Nel dibattito politico-culturale esiste un luogo invisibile e ignorato, che ha un nome: scuola. Per i partiti tutto è più importante: politiche culturali radical chic da imporre in Italia, nuovi diritti relativi a minoranze rumorose che reclamano capricci individuali destinati a diventare legge, per assecondare i narcisismi, ormai moltiplicati.
Così un mondo costituito da 8,3 milioni di alunni e 730mila docenti, senza considerare collaboratori scolastici, segretari e dirigenti, resta ai margini della discussione politica.
Questo fatto è significativo di un metodo errato all’origine; anziché guardare un macroproblema o una macrosituazione ci si concentra su questioni interessanti per pochi che però impongono a tutti l’agenda, grazie all’aiuto di luoghi occulti di potere. Eppure chi sta in trincea e non dietro le reazioni del momento vede quello che sta accadendo: un cambiamento drammatico.
Il “deserto cresce”, cioè il nichilismo avanza con le sue inevitabili conseguenze. Diversi genitori sembrano adultescenti incerti nell’esercitare il loro ruolo. Molti sono pronti a contestare il docente per una lieve insufficienza data all’idolo-figlio o per un rimprovero. Anche loro, in fondo, concepiscono il figlio come la pedagogia dominante: un ente cognitivo interessato alla prestazione e non un io alla scoperta della realtà tutta.
E gli studenti? Tanti vivono la scuola come luogo di socializzazione. È bello andare a scuola, soprattutto, perché si possono trovare dei coetanei e talvolta si può anche sentire qualche argomento figo raccontato da un signore o una signora di mezz’età, mediamente sopportabile. Essendo ridotti all’osso i luoghi educativi significativi nel passato (oratori, gruppi di volontariato, associazioni di giovani eccetera), la scuola, dunque, diventa determinante per strappare gli adolescenti al dominio di social media e serie tv.

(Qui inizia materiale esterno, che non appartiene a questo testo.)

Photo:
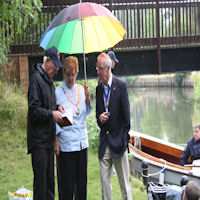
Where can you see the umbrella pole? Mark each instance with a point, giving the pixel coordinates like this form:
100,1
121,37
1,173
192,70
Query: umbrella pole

E i sindacati che ruolo esercitano nella scuola? Semplice. Sono stancamente importanti per uno sguardo alla pensione e alla ricostruzione della carriera oppure per la solita lotta sui trenta euro in più nel rinnovo del contratto.
E che dire dei docenti? Ai docenti, cervelli sfruttati a basso costo e utile massa di annacquamento dei problemi sociali, viene chiesto tutto. Il docente italiano di oggi deve essere: assistente sociale, psicologo, competente digitale, argine a genitori sempre più polemici e soprattutto bravo a sopportare un sistema che non riconosce ruoli, merito, spirito di servizio, essendo l’ultima sacca di socialismo reale esistente in Europa.
Il sistema scolastico, ormai complesso, prevede, infatti, solo funzioni strumentali e non ruoli ben definiti o incentivati ad affrontare la complessità educativa a tutto tondo. Perciò la parola di un docente con esperienza su temi decisivi ha lo stesso valore di chi entra nella scuola da poco. Il cambiamento in atto, poi, lo si sente nelle aule docenti o nei corridoi. A inizio anni Novanta un docente veniva ancora stimato per la competenza disciplinare e non era infrequente sentire dotte e belle conversazioni tra colleghi, che continuavano a studiare e ad aggiornarsi. Negli ultimi anni la domanda ricorrente è: “Come funziona quell’applicazione sul registro elettronico? Chi mi può aiutare? Come si usa Drive?”. Oppure si può sentire l’esortazione: “Cerchiamo di essere coesi per prevenire le polemiche o evitare le critiche per la nota disciplinare assegnata”.
Insomma, di fronte ai cambiamenti in atto nella nostra società, dovuti alla confusione e al nichilismo, è urgente rimettere al centro la questione educativa. La domanda educativa risulta puntualmente censurata o oscurata di volta in volta da argomenti ritenuti più importanti: banchi monoposto a rotelle, nuovi concorsi e assunzioni, pletora di circolari ministeriali su nuove Giornate nazionali o mondiali da celebrare, nuovi acronimi impronunciabili (P.F.P. da non confondere con P.D.P.), misure anti-Covid, pur necessarie eccetera eccetera.
Insomma, “tutto cospira a tacere di noi, un po’ come si tace un’onta” (Rilke). Ma la scuola non è solo questione di interesse nazionale o di maggioranza: no, ha a che fare con la vita di tanti io. Riguarda tutti ed è urgente.